By Dong Chuan
Tensions between China and the United States had already extended from trade to other issues including the COVID-19 pandemic, Hong Kong affairs and the South China Sea disputes when the US administration ordered the closure of the Chinese consulate in Houston, Texas, on July 21. Washington’s move not only has brought diplomacy into the ambit of Sino-US disputes and prompted Beijing to ask the US on July 24 to close its consulate in Chengdu, Sichuan province, but also dealt a historic blow to bilateral ties.
With the world’s largest economy intensifying its attacks against the world’s second-largest economy, the international community is worried that the rising bilateral disputes might have a damaging impact on the rest of the world too.
Yet this is a time for China to remain calm so it can address the key challenges of these difficult times.
China understands and values the importance of Sino-US relations for regional and global development and stability.
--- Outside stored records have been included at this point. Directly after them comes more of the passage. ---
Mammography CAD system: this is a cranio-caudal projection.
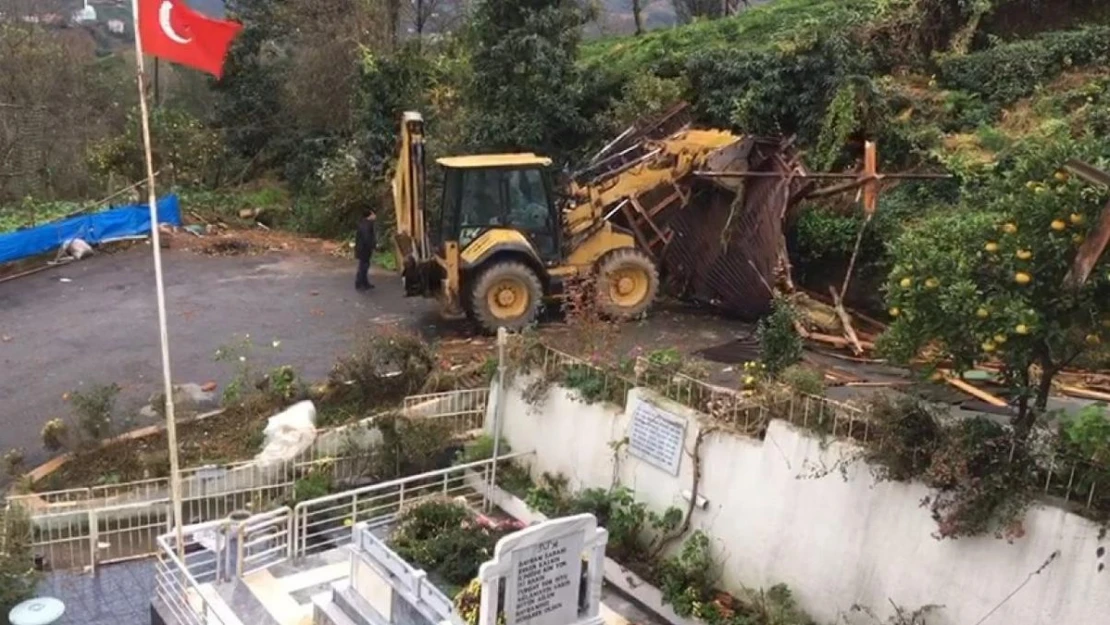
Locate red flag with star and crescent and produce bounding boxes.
[138,0,243,78]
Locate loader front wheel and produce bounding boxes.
[597,248,659,320]
[471,261,544,333]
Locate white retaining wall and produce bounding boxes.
[486,380,1110,625]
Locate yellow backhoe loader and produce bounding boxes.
[393,104,750,332]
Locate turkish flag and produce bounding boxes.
[139,0,243,78]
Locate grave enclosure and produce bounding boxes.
[486,376,1110,625]
[324,514,608,625]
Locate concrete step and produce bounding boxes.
[312,592,359,625]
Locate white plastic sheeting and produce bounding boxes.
[254,402,316,466]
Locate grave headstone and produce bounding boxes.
[478,514,608,625]
[628,397,686,475]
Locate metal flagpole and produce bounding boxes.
[131,0,185,562]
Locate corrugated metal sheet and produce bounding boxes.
[662,140,795,319]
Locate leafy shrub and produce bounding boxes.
[657,530,719,616]
[455,434,511,464]
[778,364,825,396]
[330,333,436,410]
[373,414,457,478]
[657,531,814,625]
[88,107,223,184]
[263,364,305,403]
[0,506,39,615]
[866,394,945,482]
[390,498,501,586]
[525,473,683,563]
[41,419,69,452]
[602,73,687,135]
[756,296,804,376]
[70,382,120,441]
[940,27,1110,105]
[292,468,334,505]
[3,448,24,477]
[1060,405,1110,464]
[925,417,1036,538]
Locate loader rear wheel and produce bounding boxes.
[471,261,544,332]
[597,248,659,320]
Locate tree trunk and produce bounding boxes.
[385,0,401,48]
[632,0,644,34]
[1013,366,1037,438]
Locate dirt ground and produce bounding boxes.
[0,234,750,480]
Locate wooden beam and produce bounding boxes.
[1059,384,1110,402]
[864,141,879,216]
[1063,197,1110,291]
[945,374,1010,407]
[829,286,864,356]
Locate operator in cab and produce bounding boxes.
[354,209,377,291]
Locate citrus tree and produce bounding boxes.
[880,141,1110,435]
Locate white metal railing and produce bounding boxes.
[404,386,490,434]
[354,524,463,625]
[290,452,533,558]
[8,387,490,518]
[154,521,238,625]
[235,507,293,577]
[8,389,488,569]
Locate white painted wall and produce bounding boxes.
[486,380,1110,625]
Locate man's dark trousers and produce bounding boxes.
[354,219,377,291]
[354,259,371,291]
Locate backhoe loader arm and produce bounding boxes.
[564,129,747,235]
[393,112,431,268]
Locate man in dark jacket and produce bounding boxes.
[354,210,377,291]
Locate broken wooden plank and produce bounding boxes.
[945,374,1010,407]
[829,286,864,356]
[1059,384,1110,402]
[806,332,875,350]
[1063,197,1110,290]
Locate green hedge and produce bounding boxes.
[940,27,1110,105]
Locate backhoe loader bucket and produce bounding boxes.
[594,104,799,319]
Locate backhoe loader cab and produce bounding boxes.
[436,154,559,265]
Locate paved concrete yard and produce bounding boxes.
[0,244,750,475]
[0,245,435,466]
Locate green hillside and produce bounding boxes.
[582,0,882,72]
[582,0,1110,308]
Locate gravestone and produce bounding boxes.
[628,397,686,476]
[478,514,608,625]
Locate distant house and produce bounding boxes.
[73,0,97,23]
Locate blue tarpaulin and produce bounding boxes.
[0,195,181,264]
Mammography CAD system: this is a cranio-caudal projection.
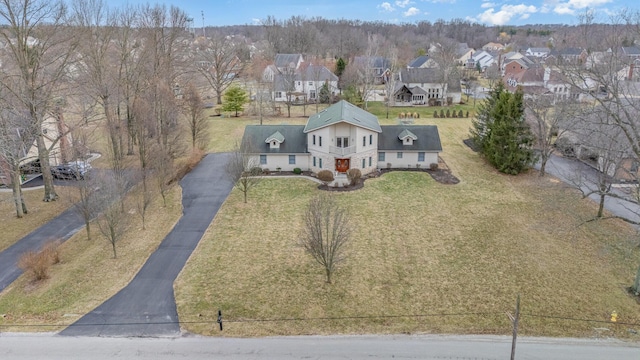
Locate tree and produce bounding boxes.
[0,0,77,201]
[525,95,578,176]
[183,84,209,149]
[471,84,535,175]
[222,86,249,117]
[195,33,244,104]
[225,138,262,204]
[299,194,351,284]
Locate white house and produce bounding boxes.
[242,100,442,174]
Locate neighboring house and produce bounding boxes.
[466,50,495,71]
[524,48,551,58]
[407,55,438,69]
[242,100,442,174]
[545,48,589,65]
[352,56,391,84]
[262,54,304,82]
[393,68,462,106]
[273,64,339,103]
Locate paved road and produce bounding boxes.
[0,334,640,360]
[61,154,233,337]
[536,155,640,225]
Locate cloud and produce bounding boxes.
[378,1,396,12]
[402,6,420,17]
[477,4,539,25]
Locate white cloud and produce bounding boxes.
[378,1,396,12]
[544,0,613,15]
[478,4,538,25]
[402,6,420,17]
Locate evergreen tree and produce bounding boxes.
[335,58,347,77]
[471,83,535,175]
[222,86,249,117]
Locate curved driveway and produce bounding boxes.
[60,154,233,337]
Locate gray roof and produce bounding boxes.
[407,55,429,68]
[242,125,307,154]
[273,54,302,68]
[304,100,382,133]
[378,125,442,151]
[400,68,440,84]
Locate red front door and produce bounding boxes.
[336,159,349,173]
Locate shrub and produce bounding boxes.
[347,169,362,185]
[317,170,333,185]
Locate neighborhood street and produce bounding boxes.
[0,334,640,360]
[61,154,233,336]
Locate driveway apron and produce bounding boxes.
[60,154,233,337]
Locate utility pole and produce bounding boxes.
[200,10,207,39]
[507,294,520,360]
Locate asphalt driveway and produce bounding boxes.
[60,154,233,337]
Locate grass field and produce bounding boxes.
[175,118,640,337]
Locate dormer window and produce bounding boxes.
[264,131,284,149]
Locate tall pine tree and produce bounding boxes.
[471,83,536,175]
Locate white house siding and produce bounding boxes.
[376,150,438,169]
[252,153,311,171]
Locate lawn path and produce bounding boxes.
[61,154,233,337]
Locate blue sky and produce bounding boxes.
[114,0,640,27]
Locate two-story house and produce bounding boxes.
[242,100,442,174]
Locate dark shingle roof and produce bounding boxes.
[378,125,442,151]
[242,125,307,154]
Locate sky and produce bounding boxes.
[112,0,640,27]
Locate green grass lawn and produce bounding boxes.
[175,119,640,337]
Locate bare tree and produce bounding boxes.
[225,138,262,204]
[300,194,351,284]
[0,0,77,201]
[0,107,37,218]
[195,33,244,104]
[182,84,209,149]
[97,173,131,259]
[524,95,579,176]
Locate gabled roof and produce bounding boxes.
[400,68,441,84]
[242,125,307,154]
[398,129,418,141]
[304,100,382,133]
[407,55,429,68]
[378,125,442,151]
[264,131,284,144]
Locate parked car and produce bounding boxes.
[51,161,91,180]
It’s a pity therefore that, instead of accepting China’s development and peaceful rise, the US regards China as a strategic rival and a threat to its national security.
Perhaps the White House has opened another front against China by ordering the closure of the Houston consulate in a last ditch effort to divert attention from its pathetic response to the COVID-19 pandemic, which has resulted in the US having the highest numbers of infections and deaths.
Perhaps the White House is pressuring US allies to boycott China by spreading anti-China canards to influence the outcome of the US presidential election scheduled for November.
Some scholars have tried to analyze why Sino-US ties have deteriorated to such an extent. In a recent article in The Washington Post, Ezra F. Vogel, professor emeritus of social sciences at Harvard University, said: “In recent years, U.S. policy and political rhetoric toward China have been dominated by officials with limited knowledge of developments in that country. It is not in the United States’ interest to turn the Chinese into enemies.”
And Joseph S. Nye, Jr., professor emeritus at the Harvard’s Kennedy School of Government, has said: “Exaggerated fears and worst-case analyses may make such a balanced policy impossible. The US-China relationship is a cooperative rivalry where a successful strategy of ‘smart competition,’ as advocated by Orville Schell and Susan Shirk, will require equal attention to both aspects of that description. But such a future will require good contextual intelligence, careful management on both sides, and no major miscalculations.”
Due to Washington’s provocative moves, Sino-US ties have reached one of their lowest points since the establishment of diplomatic relations in 1979. China has to safeguard its national interests, by hoping for the best and preparing for the worst, but it should always make rational and calculated decisions.
Domestic reform facilitated major country diplomacy with Chinese characteristics, and China’s experience shows that increased national strength is conducive to sustained development, and that can be ensured only through further reform.
Thanks to its overall national strength, China, after being criticized for taking strict and comprehensive anti-pandemic measures in Wuhan and its parent province of Hubei, gradually won the acknowledgement and praise of the international community for largely containing the novel coronavirus and resuming near normal production and other economic activities.
While the pandemic is still raging in many parts of the world, including the US, and has dealt a serious blow to many economies, National Bureau of Statistics data released on July 16 showed China’s GDP grew 3.2 percent year-on-year in the second quarter after having shrunk 6.8 percent in the first quarter which is a remarkable recovery.
China has entered a period of significant strategic opportunities at a time when the world is undergoing profound changes. But China should maintain calm and take cool-minded decisions to capitalize on the opportunities and properly deal with diplomatic issues, particularly Sino-US relations, which will ultimately help it achieve sustainable development and national rejuvenation.
We are confident that under the leadership of the Communist Party of China, the country will overcome all the obstacles to make more remarkable achievements.